According to Padre Jaime of St. Anthony's Seminary in El
Paso, the early friars were wandering evangelists, practicing
whatever trade they knew and preaching simple sermons,
especially to the sick and the poor. Lepers were a special group
receiving attention from the Franciscans. From time to
time, the friars would retire to secluded places to pray and
gain strength for the apostolate.
In 1224, after years of travel and preaching in the Holy Land
and Spain, Francis suffered the marks of Christ's crucifixion
known as the stigmata and returned to Assisi. His last years
were spent in blindness and great pain, and he died in 1226. He
was canonized in 1228.
Artistic renditions of Francis often show him with birds, as
well as the wolf, the lamb and fish, for Francis loved animals,
especially birds, referring to them as his brothers and sisters.
Legend says that even wild animals came to him for protection.

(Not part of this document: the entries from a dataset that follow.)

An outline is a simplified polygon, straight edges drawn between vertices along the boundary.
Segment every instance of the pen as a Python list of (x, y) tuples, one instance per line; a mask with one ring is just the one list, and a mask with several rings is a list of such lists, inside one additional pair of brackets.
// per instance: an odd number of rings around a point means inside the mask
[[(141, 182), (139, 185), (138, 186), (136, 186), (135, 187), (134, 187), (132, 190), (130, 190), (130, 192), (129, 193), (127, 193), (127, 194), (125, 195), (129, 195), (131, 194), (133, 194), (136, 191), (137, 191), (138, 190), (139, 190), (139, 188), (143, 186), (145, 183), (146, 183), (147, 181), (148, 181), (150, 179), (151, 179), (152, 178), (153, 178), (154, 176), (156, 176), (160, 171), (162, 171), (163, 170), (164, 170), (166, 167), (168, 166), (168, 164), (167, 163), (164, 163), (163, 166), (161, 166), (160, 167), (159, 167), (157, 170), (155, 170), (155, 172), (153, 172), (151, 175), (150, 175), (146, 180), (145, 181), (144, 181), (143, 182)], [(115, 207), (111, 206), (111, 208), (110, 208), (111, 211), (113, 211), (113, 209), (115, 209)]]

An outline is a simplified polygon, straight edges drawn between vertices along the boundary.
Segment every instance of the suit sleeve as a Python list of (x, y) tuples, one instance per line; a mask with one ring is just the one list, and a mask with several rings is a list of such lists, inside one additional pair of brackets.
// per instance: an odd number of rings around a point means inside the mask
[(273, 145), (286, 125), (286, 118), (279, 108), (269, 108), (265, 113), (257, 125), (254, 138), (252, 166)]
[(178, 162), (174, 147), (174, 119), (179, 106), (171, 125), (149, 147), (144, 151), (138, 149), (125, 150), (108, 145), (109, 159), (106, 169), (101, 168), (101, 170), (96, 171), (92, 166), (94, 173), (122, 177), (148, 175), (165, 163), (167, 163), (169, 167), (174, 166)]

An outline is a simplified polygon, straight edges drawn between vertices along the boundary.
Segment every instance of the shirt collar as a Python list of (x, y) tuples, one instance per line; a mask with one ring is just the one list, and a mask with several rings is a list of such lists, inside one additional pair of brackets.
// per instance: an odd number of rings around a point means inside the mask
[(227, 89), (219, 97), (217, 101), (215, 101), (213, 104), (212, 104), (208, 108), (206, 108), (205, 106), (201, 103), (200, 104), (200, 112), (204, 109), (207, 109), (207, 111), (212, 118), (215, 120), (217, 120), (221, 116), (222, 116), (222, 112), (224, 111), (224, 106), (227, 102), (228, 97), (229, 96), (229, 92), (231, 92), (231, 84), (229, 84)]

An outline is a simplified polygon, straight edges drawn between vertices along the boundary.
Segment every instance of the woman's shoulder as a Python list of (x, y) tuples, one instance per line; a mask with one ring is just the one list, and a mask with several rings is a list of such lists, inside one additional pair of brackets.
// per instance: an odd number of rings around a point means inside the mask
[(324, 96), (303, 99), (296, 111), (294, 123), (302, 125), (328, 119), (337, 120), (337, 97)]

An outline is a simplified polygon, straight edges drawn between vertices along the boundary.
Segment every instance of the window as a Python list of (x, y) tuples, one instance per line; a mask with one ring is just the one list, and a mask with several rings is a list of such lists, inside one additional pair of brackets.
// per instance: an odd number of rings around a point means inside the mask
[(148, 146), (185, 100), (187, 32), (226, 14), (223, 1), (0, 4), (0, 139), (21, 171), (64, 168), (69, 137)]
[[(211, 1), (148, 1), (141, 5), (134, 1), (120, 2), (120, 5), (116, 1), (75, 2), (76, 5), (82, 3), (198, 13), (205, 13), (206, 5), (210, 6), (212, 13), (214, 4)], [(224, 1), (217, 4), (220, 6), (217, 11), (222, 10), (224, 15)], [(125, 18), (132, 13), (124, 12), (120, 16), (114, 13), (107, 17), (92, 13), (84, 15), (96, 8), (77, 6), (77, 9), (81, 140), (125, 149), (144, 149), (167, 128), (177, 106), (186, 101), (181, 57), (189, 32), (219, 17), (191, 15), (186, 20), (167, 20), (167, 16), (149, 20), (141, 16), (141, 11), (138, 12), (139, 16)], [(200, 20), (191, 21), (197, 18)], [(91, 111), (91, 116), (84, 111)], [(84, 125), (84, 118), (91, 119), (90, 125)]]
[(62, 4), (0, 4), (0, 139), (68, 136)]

Pope John Paul II 1980 named him the patron saint of ecologists.
The Franciscans became more and more powerful over the next
300 years, surpassed only by the Dominicans. However, power
struggles developed, and in 1517, Pope Leo X split the order
into two groups, the Conventuals who were allowed to own
property, and the Observants, who dedicated themselves to
precepts taught by Francis, including poverty and itinerant
preaching. Out of this latter body came the Capuchins, who
became independent.
When Charles V sent Spanish explorers to the New World in
order to make Spain the foremost nation of Europe, he dispatched
the Franciscans to maintain the power of the Catholic faith.
These expeditions were not only about power and wealth but also
about the conversion of the native people, the Indians.

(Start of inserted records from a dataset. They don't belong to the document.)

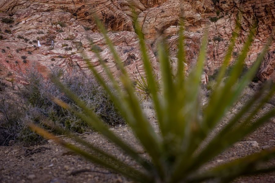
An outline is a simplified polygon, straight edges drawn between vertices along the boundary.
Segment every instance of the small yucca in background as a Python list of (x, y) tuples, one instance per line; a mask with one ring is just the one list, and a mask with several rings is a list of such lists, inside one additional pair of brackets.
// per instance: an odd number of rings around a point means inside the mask
[(206, 84), (206, 89), (207, 89), (207, 90), (212, 91), (215, 88), (215, 85), (216, 82), (215, 80), (213, 79), (210, 79)]
[[(136, 17), (134, 15), (134, 21)], [(158, 55), (162, 74), (162, 90), (160, 93), (158, 84), (154, 77), (147, 53), (143, 35), (140, 27), (137, 24), (136, 25), (136, 32), (139, 39), (146, 72), (146, 82), (151, 95), (160, 129), (159, 134), (157, 134), (142, 110), (139, 99), (136, 95), (128, 73), (107, 35), (106, 31), (98, 19), (96, 18), (96, 20), (113, 55), (116, 64), (121, 71), (122, 74), (119, 79), (123, 87), (119, 85), (99, 54), (97, 53), (97, 55), (108, 76), (110, 86), (106, 84), (83, 53), (83, 56), (95, 77), (116, 103), (150, 158), (146, 159), (141, 156), (132, 147), (110, 130), (92, 110), (87, 107), (84, 101), (80, 99), (53, 77), (52, 79), (55, 84), (83, 109), (83, 112), (79, 112), (73, 106), (58, 99), (54, 99), (55, 102), (74, 112), (93, 129), (112, 142), (133, 161), (140, 165), (142, 170), (136, 169), (126, 164), (100, 147), (95, 146), (92, 144), (73, 135), (70, 132), (65, 132), (78, 143), (83, 145), (81, 148), (66, 142), (39, 127), (30, 124), (30, 126), (33, 130), (46, 138), (54, 139), (57, 143), (92, 162), (140, 182), (197, 182), (213, 179), (219, 182), (225, 182), (242, 175), (267, 172), (274, 170), (273, 167), (262, 169), (259, 167), (259, 163), (274, 157), (275, 149), (211, 169), (201, 169), (206, 163), (275, 115), (275, 109), (272, 109), (255, 120), (253, 123), (250, 122), (275, 91), (275, 86), (267, 82), (262, 90), (255, 94), (222, 130), (217, 132), (208, 143), (202, 145), (241, 96), (246, 86), (254, 77), (268, 49), (267, 46), (254, 64), (237, 82), (241, 74), (244, 61), (252, 41), (254, 29), (248, 36), (230, 74), (223, 81), (223, 79), (230, 60), (238, 35), (237, 33), (233, 33), (228, 51), (216, 78), (216, 84), (213, 86), (208, 103), (202, 106), (199, 99), (201, 74), (203, 71), (208, 40), (207, 30), (203, 39), (197, 66), (191, 71), (187, 78), (184, 77), (183, 72), (185, 58), (182, 26), (179, 32), (178, 62), (175, 77), (171, 71), (168, 49), (163, 43), (164, 41), (159, 43)], [(237, 32), (238, 27), (236, 27), (236, 31)], [(81, 48), (80, 49), (81, 50)], [(115, 91), (115, 94), (113, 92), (113, 89)], [(45, 120), (46, 123), (46, 120)], [(49, 124), (50, 123), (47, 124), (50, 125)]]

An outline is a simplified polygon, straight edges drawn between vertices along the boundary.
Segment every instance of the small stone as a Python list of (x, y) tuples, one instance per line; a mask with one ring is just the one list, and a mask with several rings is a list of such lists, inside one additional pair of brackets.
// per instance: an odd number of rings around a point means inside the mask
[(68, 165), (65, 165), (64, 166), (64, 169), (65, 169), (65, 170), (66, 171), (68, 171), (69, 170), (69, 169), (70, 169), (70, 167), (69, 167)]
[(51, 180), (50, 183), (66, 183), (66, 182), (60, 178), (57, 178)]
[(34, 174), (31, 174), (29, 175), (28, 176), (28, 178), (29, 179), (32, 180), (35, 179), (36, 177), (35, 175)]
[(269, 149), (270, 147), (270, 146), (269, 145), (264, 145), (262, 146), (262, 149)]
[(255, 148), (259, 148), (259, 144), (255, 141), (247, 141), (244, 142), (245, 143), (248, 144), (249, 146), (252, 146)]

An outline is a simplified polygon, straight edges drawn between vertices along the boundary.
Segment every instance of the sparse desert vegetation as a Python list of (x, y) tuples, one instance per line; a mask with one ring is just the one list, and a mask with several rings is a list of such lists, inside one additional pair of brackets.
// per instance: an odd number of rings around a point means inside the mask
[(273, 2), (10, 1), (0, 182), (274, 181)]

The Franciscans who arrived in the El Paso area in 1598 with
Don Juan de Oñate were eager to convert the Suma and Manso
Indians to Christianity. The Spanish set up a mission system
that would spread their faith throughout the continent. Missions
were built to be permanent.
Historian Cleve Hallenbeck says that missions were also built
to educate the natives in skills such as farming, building and
crafts. The missions became the center of settlements which
would eventually become towns. Presidios, Spanish forts, were
built next to missions to protect them from native attacks.
In El Paso, Fray Garcia de San Francisco built the
cornerstone of the El Paso-Juárez metropolis when he completed
the Guadalupe Mission in 1668. Missions at Ysleta, Socorro,
Carrizal, San Elizario and others prospered; most still serve
Catholics of the area.
Today, El Paso is home to the Roger Bacon and St. Anthony
seminaries. It is not unusual for El Pasoans to see the familiar
brown hooded habit of a young Franciscan. For 400 years, the
Franciscans have been spreading the Word of God in El Paso.